Por Amaral Cavalcante (*)
Joana Doceira vendia iscas de mamão cristalizado, jenipapo seco, umas balas de mel pegajosas e doce batido em tacho de cobre. O de batata vinha com grânulos esquisitos, o de goiaba açucarava em cima. Agora, no de araçá, o azedinho enganoso de fruta mal lavada até que compensava. Mas só a meninada lhe fazia freguesia.
É que tinha também um quebra queixo briguento, impossível de morder por cariados e banguelas, inesquecível.
Do tabuleiro lodento ela extirpava com certo esforço uma lasquinha do doce e competia a nós, meninos de Simão Dias, brigar a ferro e foice para degustá-lo com a precária dentição que, descuidada, doía-nos em cáries e incomodações.
O quebra-queixo na boca resistia um tanto, mas ia liberando pouco a pouco os seus mistérios de açúcar: lembranças de cocadas velhas, tons longínquos de maria-mole e sobressaltos de baunilha.
Joana Doceira deixava restar no quebra-queixo o gosto primordial da maravilha: o sabor de goiabas amassadas, um gosto de chão arrematado nas frutas do quintal, maduras de preguiça e alumbramento.
Ficava no oitão da minha casa a venda dela, que nem platibanda tinha. Lá dentro, após o batente de ardósia polida por gerações de pezinhos, um escuro balcão paupérrimo de festa.
Prateleiras destroncadas expunham pucumãns e intrincados alfenims de bosta de mosca. Falanges de baratas bêbadas crocritavam babadinhos de celofane, tão senhoras de si que pareciam coadjuvantes, aprendizes da cozinha se apresentando à rara freguesia que chegava com seus tostões em punho.
Sá Joana Doceira estava muito velha!
Tínhamos que gritar três vezes e esmurrar o balcão com vigorosos chamamentos para que, lentamente, balançando os peitões e arrumando a carapinha, Sá Joana aparecesse.
Adernava a bundona enorme, parcamente disfarçada num camisolão de madrasto. Vinha desentalando os panos do fiofó, certamente imundo, enquanto abria um sorriso de negra velha com o olho derramado em nossos dez tostões.
Um dia fui além do balcão. Tinha vontade de ver os armários de imundície de onde imergiam o corrompido sabor dos meus doces queridos.
Desci dois degraus. No catre à esquerda, lençóis sujos. Na parede, uma Senhora Sant’Ana ensinava Maria a rezar. Um cotoco de vela na prateleirinha pedia por Joana, que adjutórios quereria ela?

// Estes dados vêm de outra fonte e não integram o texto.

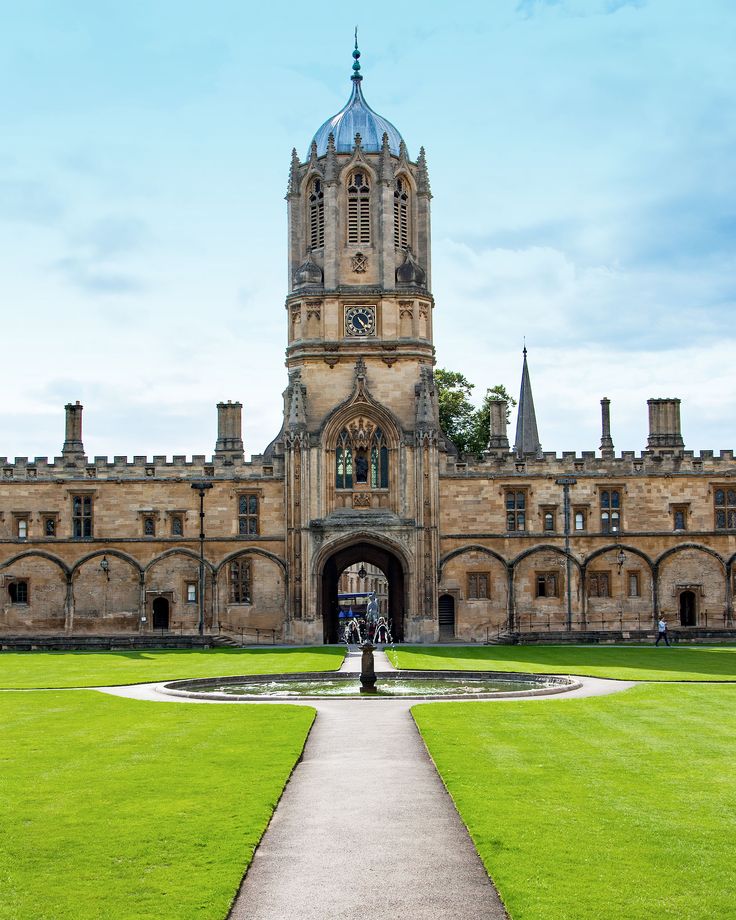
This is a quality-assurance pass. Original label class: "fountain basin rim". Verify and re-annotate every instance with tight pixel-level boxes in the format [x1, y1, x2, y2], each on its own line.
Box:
[157, 670, 583, 703]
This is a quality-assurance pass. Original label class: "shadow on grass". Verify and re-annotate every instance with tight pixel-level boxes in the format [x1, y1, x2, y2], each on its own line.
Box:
[399, 645, 736, 681]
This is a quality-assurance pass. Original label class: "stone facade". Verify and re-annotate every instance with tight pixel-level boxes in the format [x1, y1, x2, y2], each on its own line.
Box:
[0, 58, 736, 643]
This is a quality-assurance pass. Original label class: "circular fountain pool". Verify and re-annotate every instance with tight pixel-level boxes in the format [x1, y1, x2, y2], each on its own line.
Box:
[160, 671, 581, 702]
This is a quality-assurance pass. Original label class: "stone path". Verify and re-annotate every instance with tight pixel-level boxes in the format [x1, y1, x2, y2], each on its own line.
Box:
[99, 668, 633, 920]
[231, 700, 506, 920]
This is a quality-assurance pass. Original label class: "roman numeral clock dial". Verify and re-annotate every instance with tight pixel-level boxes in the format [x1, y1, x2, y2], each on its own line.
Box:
[345, 306, 376, 336]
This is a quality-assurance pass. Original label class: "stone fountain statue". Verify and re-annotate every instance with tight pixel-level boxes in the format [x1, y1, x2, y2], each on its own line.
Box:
[360, 642, 376, 693]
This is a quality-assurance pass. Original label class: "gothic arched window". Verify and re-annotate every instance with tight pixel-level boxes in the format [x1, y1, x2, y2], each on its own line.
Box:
[335, 419, 388, 489]
[309, 179, 325, 249]
[230, 557, 251, 604]
[394, 177, 409, 249]
[348, 170, 371, 243]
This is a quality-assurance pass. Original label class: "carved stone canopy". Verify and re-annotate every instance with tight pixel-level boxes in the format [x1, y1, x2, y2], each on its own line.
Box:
[294, 255, 323, 284]
[345, 415, 376, 449]
[396, 248, 427, 287]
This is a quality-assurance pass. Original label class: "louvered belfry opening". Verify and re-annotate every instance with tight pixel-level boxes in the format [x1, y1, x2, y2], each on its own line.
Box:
[394, 177, 409, 249]
[348, 171, 371, 243]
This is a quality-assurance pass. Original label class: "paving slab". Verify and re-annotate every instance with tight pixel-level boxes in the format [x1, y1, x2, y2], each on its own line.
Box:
[93, 672, 634, 920]
[230, 700, 507, 920]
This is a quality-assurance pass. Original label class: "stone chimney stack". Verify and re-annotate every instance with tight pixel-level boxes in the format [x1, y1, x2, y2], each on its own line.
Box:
[61, 400, 86, 461]
[647, 399, 685, 453]
[488, 399, 509, 453]
[601, 396, 615, 460]
[215, 399, 244, 462]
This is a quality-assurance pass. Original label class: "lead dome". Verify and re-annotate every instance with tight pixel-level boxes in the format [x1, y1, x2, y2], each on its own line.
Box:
[310, 42, 403, 157]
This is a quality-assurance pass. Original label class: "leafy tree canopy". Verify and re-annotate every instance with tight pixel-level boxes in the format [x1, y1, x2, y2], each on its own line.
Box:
[434, 369, 516, 457]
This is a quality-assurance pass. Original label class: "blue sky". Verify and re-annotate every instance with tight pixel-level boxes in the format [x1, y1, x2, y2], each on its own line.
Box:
[0, 0, 736, 456]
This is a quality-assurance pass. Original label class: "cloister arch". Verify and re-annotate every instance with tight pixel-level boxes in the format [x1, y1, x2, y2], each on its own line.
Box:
[313, 533, 409, 643]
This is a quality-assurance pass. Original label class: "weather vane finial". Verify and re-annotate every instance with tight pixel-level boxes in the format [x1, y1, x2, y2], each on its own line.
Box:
[353, 26, 363, 80]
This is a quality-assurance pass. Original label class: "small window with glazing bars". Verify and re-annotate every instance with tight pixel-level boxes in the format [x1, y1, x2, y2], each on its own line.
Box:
[238, 492, 258, 537]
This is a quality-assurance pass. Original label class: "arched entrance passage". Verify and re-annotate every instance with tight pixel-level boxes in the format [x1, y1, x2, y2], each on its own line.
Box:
[680, 591, 697, 626]
[153, 597, 169, 629]
[320, 541, 406, 642]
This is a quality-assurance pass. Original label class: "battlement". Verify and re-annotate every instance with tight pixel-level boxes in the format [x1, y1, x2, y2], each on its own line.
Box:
[441, 449, 736, 477]
[0, 454, 283, 482]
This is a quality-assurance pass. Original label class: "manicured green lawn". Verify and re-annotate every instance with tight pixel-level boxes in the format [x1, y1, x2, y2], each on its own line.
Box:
[413, 685, 736, 920]
[388, 645, 736, 681]
[0, 691, 314, 920]
[0, 647, 345, 690]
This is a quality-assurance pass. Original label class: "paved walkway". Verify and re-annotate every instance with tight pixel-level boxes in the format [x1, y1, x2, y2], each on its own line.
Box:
[231, 700, 506, 920]
[99, 668, 633, 920]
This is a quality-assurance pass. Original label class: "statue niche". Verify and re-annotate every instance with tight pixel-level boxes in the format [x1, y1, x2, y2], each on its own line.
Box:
[335, 416, 389, 508]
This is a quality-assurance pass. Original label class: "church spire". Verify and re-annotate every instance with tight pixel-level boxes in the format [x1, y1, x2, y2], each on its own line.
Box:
[350, 26, 363, 83]
[514, 345, 542, 457]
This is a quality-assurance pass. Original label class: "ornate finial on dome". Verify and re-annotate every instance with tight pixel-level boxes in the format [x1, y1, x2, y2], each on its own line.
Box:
[379, 131, 394, 182]
[417, 147, 432, 198]
[351, 26, 363, 82]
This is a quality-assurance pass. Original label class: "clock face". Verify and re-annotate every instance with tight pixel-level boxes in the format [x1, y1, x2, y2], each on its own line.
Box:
[345, 307, 376, 335]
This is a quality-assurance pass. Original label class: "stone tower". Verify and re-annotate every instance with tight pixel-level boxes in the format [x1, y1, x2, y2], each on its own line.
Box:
[275, 42, 441, 641]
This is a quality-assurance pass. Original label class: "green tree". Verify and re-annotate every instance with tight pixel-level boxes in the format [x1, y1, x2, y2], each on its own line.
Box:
[434, 369, 476, 453]
[470, 383, 516, 456]
[434, 369, 516, 457]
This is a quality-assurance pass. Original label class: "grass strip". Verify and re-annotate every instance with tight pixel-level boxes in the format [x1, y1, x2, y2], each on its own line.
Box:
[413, 685, 736, 920]
[0, 646, 345, 690]
[0, 691, 314, 920]
[388, 645, 736, 681]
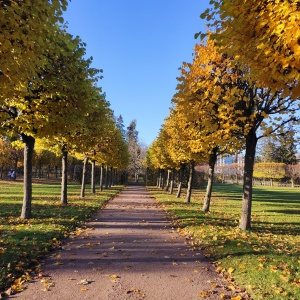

Depois, a cozinha: trecos, pandarecos, um fogão de lenha crepitando aceso cozinhava doces. Mais eis que daí uma meia porta de tramelas fáceis me acessou o quintal!
Esta crônica chega até aqui para maravilhar o leitor. O quintal de Joana era um segredo palato, guardado nas assombradas cavernas da infância de qualquer um.
Sombreado de goiabeiras e romãs, tomado pela natureza afável dos quintais recônditos, era um lugar de sonhos. Um pé de maracujá guerreava com as telhas sob as bênçãos de um sapotizeiro, tão velho quanto a cristandade. No chão, acompanhando o rego de águas detritas, a colorida procissão de cravos.
Lá longe, ao pé da cerca, uma roseira tenaz ria de tudo, com seu cheiro de amor e rococós de pétalas. Um pé de abacate havia, goiabeiras perebentas, uma floresta de araçá.
Dois mamoeiros heráldicos e uma jenipapeira decente sombreavam verbênias de vários matizes, e adálias de tronco esguio perguntando vida a dezenas de enxeridas margaridas, doidas pra serem colhidas. Elas sim, que se multiplicam elegantes e satisfeitas margaridam a vida.
Nunca voltei de lá. Fiquei no mundo doce de açúcares imemoriais onde Joana vivia a inventar paladares. Bruxa velha, imunda e boa, a Joana Doceira dos meus sujos sabores.